Believe me when I say, I've been there when I really and truly thought there was nothing I held in my hands that was more important than my own soul. I'm not there anymore. I was shown very graphically that I hold everyone's souls in my hands and that the only way to bring others (and myself) to union with God is through union with all those others. I also found out that one can't maintain that union while condemning others, or withholding compassion just because I personally found their 'lifestyle' abhorrent.

This is probably why I wound up working for a bail bonds agency. It was there that I finally understood the real way one followed Jesus was by extending a hand of compassion and reconciliation because it was this attitude which fostered personal conversion. Jesus is all about fostering personal conversion. Conversion can't be coerced or enforced, it can only be fostered because it's about healing the entire person. Jesus's individual acts of physical healing were always accompanied by personal conversion. Both the healing and the personal conversion were simultaneous acts of restoring a person to wholeness.

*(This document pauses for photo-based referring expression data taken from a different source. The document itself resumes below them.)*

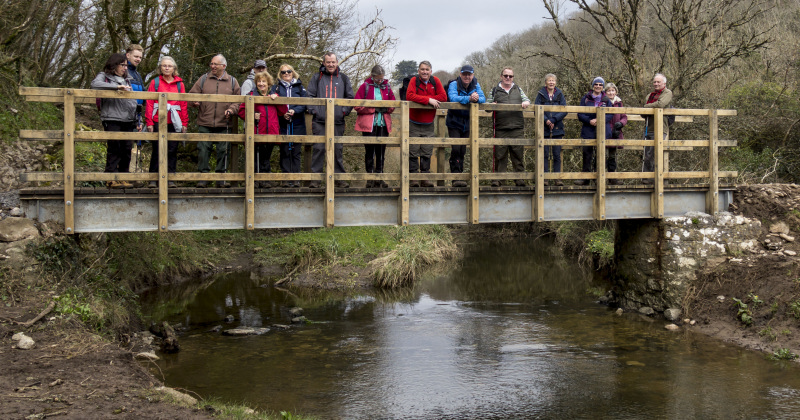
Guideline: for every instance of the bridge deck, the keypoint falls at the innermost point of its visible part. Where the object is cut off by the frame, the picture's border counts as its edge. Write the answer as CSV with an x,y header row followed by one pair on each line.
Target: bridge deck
x,y
105,210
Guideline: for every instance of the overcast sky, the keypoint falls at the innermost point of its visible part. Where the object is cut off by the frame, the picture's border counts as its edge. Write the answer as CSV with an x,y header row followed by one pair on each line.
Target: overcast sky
x,y
458,27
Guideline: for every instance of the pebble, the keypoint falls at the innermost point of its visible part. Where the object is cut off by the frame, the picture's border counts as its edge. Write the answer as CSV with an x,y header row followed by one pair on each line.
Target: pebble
x,y
147,355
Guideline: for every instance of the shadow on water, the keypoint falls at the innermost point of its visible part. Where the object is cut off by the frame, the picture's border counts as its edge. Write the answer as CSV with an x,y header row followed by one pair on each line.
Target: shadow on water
x,y
508,332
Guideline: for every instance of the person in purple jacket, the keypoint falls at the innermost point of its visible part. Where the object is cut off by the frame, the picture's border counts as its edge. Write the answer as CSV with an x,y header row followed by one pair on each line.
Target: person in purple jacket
x,y
595,97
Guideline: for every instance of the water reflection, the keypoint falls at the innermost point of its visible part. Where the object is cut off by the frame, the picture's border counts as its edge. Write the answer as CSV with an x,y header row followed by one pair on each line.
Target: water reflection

Somewhere in it's long history Catholicism has lost this particular TRUTH. We are not called to save souls, we are called to selflessly bring each other to conversion and wholeness. It's in doing this that we save ourselves and recover our souls. It's not about converting people to a particular set of doctrines, morals, and dogmas. It's about helping them to convert or connect to the truth Jesus taught about love, compassion, non judgment, and dieing to one's ego. When that happens people engage in right relationships and all those doctrines and dogmas are unnecessary statements of the obvious. Until that conversion happens those same dogmas and doctrines are far from obvious and no amount of proselytizing is going to make them obvious.

On the other hand, once that conversion happens it becomes equally obvious that some of the doctrines and dogmas are just flat wrong or counter productive, and no amount of proselytizing is going to make them believable. It's here that Pope Benedict seems to get caught in the cross fire and no amount of spin will work. Instead of complaining, he should just walk his talk or admit he might have made a mistake. Letting the Vatican curia and assorted clerics attempt to spin his case just makes it all look like an illusion of truth.




If the real world has no ears to hear the message it could be because Pope Benedict has no eyes in which to view the real world, as his are too focused on the future world. It may be that this is where the real communication failure is occuring and if so, spinning like a top won't help.